Main Points:
- Bold Price Forecast: Arthur Hayes, co-founder of BitMEX and Chief Investment Officer at Maelstrom, predicts that Bitcoin could surge to over $250,000 by the end of 2025.
- Macroeconomic Catalyst: Hayes argues that a shift in U.S. Federal Reserve policy from quantitative tightening (QT) to quantitative easing (QE) will lower interest rates and stimulate liquidity, driving a strong bullish trend in Bitcoin.
- Market Expectations: With fiat currency supply expected to expand further, the market’s anticipation alone is propelling Bitcoin’s value higher.
- Technical Evidence: Hayes points out that Bitcoin’s trading dynamics indicate that after forming a local bottom around $76,500 in March, the stage is set for a substantial rally as the Fed transitions its policy.
- Contrasting Views: While some market participants remain cautious—with Polymarket predicting only 9% probability for a $250K target and 60% expecting a more modest $110K—Hayes remains bullish on Bitcoin’s long-term potential.
1. Introduction: A Bold Outlook for Bitcoin
In his latest blog post on April 1, Arthur Hayes, co-founder of BitMEX and Chief Investment Officer at Maelstrom, forecasted that Bitcoin (BTC) could surge to over $250,000 by the end of 2025. According to Hayes, the primary driver behind this bullish scenario is the anticipated shift in the U.S. Federal Reserve’s monetary policy from quantitative tightening (QT) to quantitative easing (QE). This policy transition is expected to lower interest rates and flood the market with liquidity, thereby increasing investor demand for alternative assets like Bitcoin as a hedge against inflation.
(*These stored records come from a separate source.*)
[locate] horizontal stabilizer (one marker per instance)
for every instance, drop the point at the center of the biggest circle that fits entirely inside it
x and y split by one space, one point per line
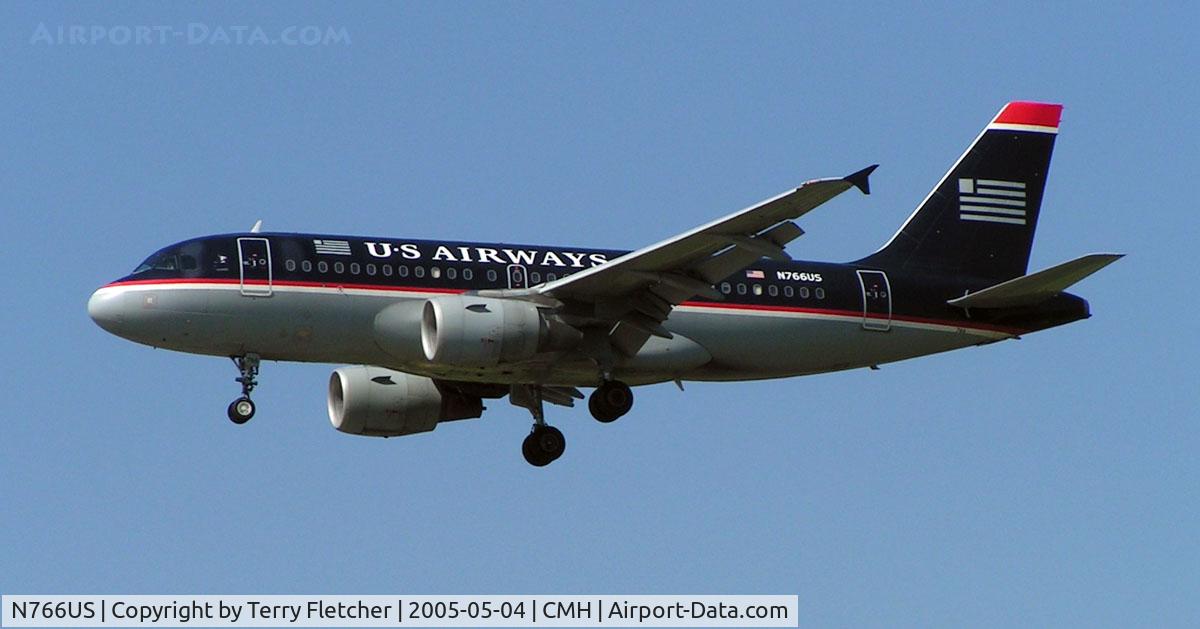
1029 289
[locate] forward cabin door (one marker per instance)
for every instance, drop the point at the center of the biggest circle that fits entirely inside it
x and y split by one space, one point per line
876 300
517 276
255 258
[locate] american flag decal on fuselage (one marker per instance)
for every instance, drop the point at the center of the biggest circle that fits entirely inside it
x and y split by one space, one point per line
991 201
333 247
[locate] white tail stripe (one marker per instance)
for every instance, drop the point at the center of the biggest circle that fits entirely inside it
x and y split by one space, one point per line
989 201
981 209
991 219
1009 126
1000 192
997 183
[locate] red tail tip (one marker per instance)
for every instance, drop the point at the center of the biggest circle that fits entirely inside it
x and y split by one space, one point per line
1030 113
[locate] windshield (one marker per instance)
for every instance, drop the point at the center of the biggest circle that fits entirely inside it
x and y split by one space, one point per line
166 261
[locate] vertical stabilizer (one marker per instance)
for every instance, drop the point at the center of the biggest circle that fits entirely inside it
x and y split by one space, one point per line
978 222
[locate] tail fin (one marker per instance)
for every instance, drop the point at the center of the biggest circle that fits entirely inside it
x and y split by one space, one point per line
979 219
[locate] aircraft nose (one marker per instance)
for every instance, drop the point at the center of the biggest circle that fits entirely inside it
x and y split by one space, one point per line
105 309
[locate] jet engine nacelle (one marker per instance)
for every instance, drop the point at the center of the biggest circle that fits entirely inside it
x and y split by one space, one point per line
379 402
477 331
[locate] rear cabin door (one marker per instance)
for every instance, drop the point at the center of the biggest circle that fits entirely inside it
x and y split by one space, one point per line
876 300
255 258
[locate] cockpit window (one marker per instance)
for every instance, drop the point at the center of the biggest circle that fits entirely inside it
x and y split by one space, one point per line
161 262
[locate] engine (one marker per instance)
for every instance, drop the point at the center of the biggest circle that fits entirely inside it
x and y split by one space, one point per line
477 331
379 402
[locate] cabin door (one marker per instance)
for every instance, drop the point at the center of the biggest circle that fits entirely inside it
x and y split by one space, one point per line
876 300
517 276
255 258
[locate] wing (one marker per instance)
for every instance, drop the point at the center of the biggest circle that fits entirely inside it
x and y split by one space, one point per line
636 292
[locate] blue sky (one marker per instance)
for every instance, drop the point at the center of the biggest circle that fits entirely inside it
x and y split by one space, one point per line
1049 481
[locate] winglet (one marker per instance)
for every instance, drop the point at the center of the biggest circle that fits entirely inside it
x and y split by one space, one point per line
859 179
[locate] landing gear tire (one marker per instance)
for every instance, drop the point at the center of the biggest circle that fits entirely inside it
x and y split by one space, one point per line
544 445
241 409
610 401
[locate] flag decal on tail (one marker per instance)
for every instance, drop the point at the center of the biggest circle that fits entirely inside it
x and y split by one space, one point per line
333 247
991 201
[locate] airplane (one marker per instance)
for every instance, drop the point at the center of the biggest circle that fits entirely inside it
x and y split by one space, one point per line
435 328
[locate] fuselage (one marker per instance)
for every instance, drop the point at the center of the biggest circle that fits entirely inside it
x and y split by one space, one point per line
317 298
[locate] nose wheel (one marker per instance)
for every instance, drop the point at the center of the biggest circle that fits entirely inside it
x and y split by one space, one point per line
544 444
243 408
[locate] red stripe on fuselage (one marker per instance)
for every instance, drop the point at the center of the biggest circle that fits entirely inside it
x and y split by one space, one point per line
760 307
2. Fed Policy Shift as the Key Catalyst
Hayes explains that if the Fed fully transitions from QT to QE, it will lead to lower interest rates and more aggressive monetary easing. Although the Fed recently reduced the monthly redemption limit on Treasury securities from $25 billion to $5 billion while keeping the MBS redemption unchanged, Chairman Powell’s remarks suggest a possibility of not reinvesting in MBS and instead reallocating funds to U.S. Treasuries. In Hayes’ view, this de facto QE—despite the Fed’s balance sheet appearing flat—will result in a “flood” of dollars entering the market. Such an environment could drive significant demand for Bitcoin, which is increasingly seen as a safe haven against fiat currency inflation.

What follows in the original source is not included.